Mr. Stross should consider giving up journalism and run for Congress. There are many of his U-PAY bedfellows and gals in that tax-rich cluster of elected bureaucrats.
First things first. First stop the snail-mail Spam that arrives daily in and clutters up my USPS approved Home and Biz mail boxes, before taxing e-Spam. The U.S. Post Office was founded back on February 20, 1792 and charges for snail-mail Spam and it hasnt deterred any snail-mail spammers for 213 years.
I have e-mail accounts at the major web providers. I have my Spam filter set to their lowest setting to assure e-mail from some long lost friend doesnt get bounced, and I have NO SPAM PROBLEMA. Their Spam Filtering technology WERKUM GREAT.

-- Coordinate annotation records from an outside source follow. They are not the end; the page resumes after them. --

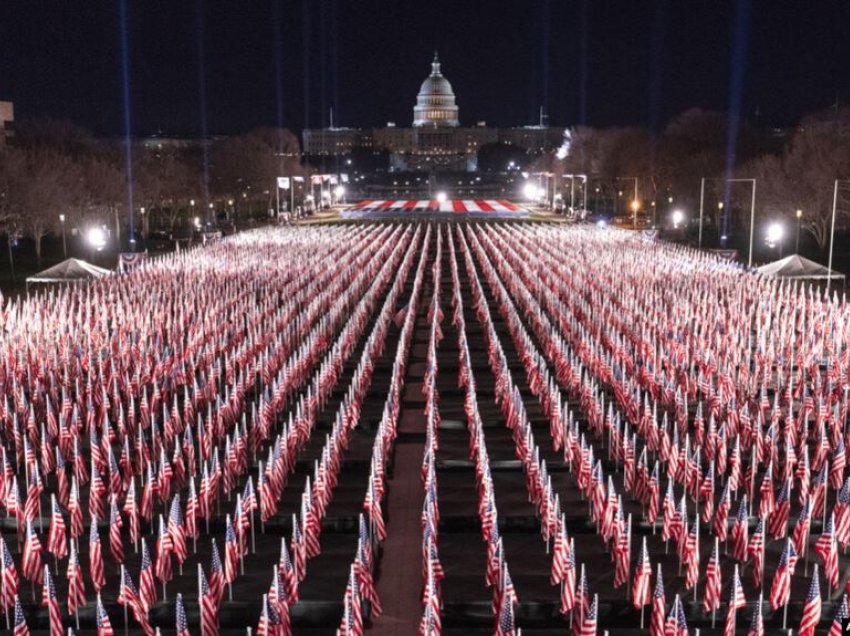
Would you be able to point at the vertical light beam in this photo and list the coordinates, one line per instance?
(125, 94)
(740, 44)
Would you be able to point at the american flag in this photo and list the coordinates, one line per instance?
(147, 584)
(691, 556)
(95, 558)
(216, 578)
(116, 546)
(75, 510)
(181, 624)
(721, 517)
(756, 551)
(231, 552)
(812, 607)
(20, 628)
(843, 614)
(506, 625)
(676, 624)
(104, 626)
(781, 589)
(778, 524)
(31, 563)
(57, 543)
(827, 549)
(164, 546)
(841, 510)
(208, 606)
(800, 536)
(736, 602)
(588, 623)
(353, 618)
(49, 600)
(175, 530)
(740, 532)
(9, 576)
(643, 573)
(713, 583)
(129, 597)
(757, 622)
(269, 624)
(76, 582)
(659, 609)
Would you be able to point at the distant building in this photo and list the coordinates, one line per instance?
(7, 116)
(436, 140)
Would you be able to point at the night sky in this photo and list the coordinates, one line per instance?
(601, 62)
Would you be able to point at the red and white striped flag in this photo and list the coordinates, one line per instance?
(812, 607)
(49, 600)
(641, 584)
(713, 583)
(781, 589)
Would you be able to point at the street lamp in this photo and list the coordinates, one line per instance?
(97, 238)
(64, 239)
(634, 200)
(678, 217)
(799, 216)
(774, 236)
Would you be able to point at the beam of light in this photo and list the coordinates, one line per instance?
(305, 29)
(278, 61)
(125, 94)
(323, 63)
(740, 44)
(547, 20)
(582, 77)
(661, 15)
(202, 92)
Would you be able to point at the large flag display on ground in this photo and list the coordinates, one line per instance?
(620, 408)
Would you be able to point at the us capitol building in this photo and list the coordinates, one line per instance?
(436, 141)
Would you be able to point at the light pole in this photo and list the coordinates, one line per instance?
(832, 233)
(752, 214)
(64, 238)
(635, 204)
(572, 178)
(775, 234)
(799, 217)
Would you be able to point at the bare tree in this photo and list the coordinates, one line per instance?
(803, 176)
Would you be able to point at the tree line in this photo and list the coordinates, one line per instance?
(794, 169)
(53, 173)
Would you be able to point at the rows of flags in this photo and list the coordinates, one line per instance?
(144, 406)
(135, 432)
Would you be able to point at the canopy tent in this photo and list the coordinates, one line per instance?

Maybe if the Spam complainers would quit clicking on, visiting and soliciting so many PORNO SITES they wouldnt get electronically tagged & bagged there and be receiving so much unsolicited e-Spam.
Randall's journalistic time would be better applied writing about important e-issues, like the personal and e-ramifications of the REAL ID Act.

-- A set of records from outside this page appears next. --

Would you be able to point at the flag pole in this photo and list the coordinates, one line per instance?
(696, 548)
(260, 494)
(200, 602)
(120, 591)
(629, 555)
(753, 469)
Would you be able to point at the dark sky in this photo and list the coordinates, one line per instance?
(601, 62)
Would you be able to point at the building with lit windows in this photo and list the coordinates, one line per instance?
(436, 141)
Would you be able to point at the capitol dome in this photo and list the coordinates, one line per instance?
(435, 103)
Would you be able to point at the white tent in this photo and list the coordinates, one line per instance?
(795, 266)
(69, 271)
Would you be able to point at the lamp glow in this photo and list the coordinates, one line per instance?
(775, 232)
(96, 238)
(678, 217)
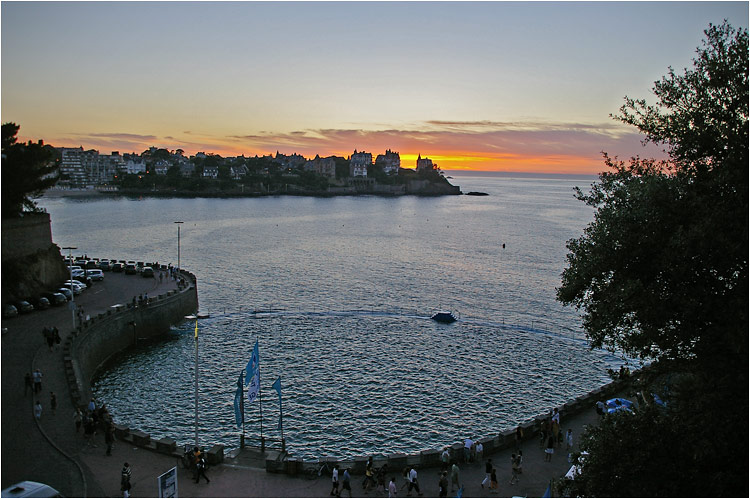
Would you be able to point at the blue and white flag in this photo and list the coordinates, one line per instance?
(239, 405)
(277, 386)
(252, 365)
(252, 375)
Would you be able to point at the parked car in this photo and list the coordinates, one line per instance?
(9, 311)
(30, 489)
(55, 299)
(95, 274)
(41, 303)
(23, 306)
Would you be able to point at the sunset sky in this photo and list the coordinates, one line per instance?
(512, 86)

Most of what's wrong with the Internet is due to the fact that costs fall on the wrong people. The people who choose to consume resources should incur costs - that's basic economics.
If sending e-mail cost even $0.001 per message, we wouldn't have a spam problem.
Filter, filter filter is the only answer.
The only possible way I might even consider paying $0.01 per e-mail is if the money was collected and kept by my ISP. I care about my ISP and it is their severs and such that have to deal with all of the incoming garbage (not that other servers aren't used either, but they have pay for anti-virus and spam filtering software on their servers). But, even then I am against it.
The other problem is we all know that just like the US and the UK the penny cost of postage won't stay that way. Someone will get gready and pretty soon the cost to send an e-mail will cost as much or more as it does to send a regular letter through the post. Greed always wins and the consumers always loose it has been that way with cable and sat TV services, music CDs and online music and movies and more.
Robert
A stamp on email will just mean people pay a tax to use email. It wont stop advertisers from using this shady form of advertising. It will make people that collect postage very rich, which is why microsoft is pushing this non-solution as the only solution.
The way to stop spam is to target the companies that benefit from the advertising. Just follow the money from the spammer to the company paying them to spam. Going after the spammer and not the company paying the spammer does nothing as we have seen with the growth of spam. But go after the legitimate companies that pay for the spam and the spam will dry up.